The film details a rather odd love story. The protagonist in the film, a young woman named Qing Ting (which means dragonfly in Mandarin) spends her early life in a Buddhist temple, then leaves to take a job in a dairy farm. At the farm, Qing meets Ke Fan, a young man who falls deeply in love with her and goes to prison for something he did to please her. After Ke Fan’s release, Qing Ting is no where to be found. Ke becomes so desperate to find his lost love that he goes through plastic surgery to make himself look like Qing.
To produce the film, Xu Bing and his team downloaded hundreds of hours of publicly accessible surveillance videos online, many from Chinese livestreaming sites.

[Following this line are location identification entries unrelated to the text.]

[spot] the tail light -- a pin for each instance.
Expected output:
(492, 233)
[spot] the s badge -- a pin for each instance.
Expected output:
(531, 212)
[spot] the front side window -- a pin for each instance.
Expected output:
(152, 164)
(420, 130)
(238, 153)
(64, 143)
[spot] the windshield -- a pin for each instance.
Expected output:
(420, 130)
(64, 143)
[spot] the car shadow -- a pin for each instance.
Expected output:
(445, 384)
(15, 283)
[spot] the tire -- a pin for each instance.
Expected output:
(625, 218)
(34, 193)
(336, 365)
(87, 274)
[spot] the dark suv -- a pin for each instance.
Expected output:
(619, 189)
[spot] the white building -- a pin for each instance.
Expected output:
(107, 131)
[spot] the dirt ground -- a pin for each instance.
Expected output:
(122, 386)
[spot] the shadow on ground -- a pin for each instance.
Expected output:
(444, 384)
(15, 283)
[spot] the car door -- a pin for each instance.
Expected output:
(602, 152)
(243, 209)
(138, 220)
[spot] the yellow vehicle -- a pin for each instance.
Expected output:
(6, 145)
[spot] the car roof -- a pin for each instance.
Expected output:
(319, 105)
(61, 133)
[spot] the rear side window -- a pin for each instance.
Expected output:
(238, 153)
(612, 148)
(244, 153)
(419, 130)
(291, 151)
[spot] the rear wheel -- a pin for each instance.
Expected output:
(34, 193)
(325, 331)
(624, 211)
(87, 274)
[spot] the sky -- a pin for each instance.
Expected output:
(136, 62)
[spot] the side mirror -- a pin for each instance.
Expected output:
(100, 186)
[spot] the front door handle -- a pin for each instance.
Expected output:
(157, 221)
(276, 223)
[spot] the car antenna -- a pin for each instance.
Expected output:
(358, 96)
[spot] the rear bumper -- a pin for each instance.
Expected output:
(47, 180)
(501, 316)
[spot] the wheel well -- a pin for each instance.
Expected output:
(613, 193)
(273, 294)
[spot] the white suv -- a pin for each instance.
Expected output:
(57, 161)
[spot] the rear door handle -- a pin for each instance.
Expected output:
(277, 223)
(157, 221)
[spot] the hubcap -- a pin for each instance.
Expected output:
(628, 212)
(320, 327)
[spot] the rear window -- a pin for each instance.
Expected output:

They then categorized the footage and edited a storyline out of the clips by using dubbed dialogue.
Xu says the film shows that the movie, “The Truman Show,” is true in reality. He wants viewers to reflect on the “surveillance state” people live in everywhere now.
Dragonfly Eyes is Xu Bing’s feature film debut. His previous art work, such as Book From the Sky, earned him international acclaim.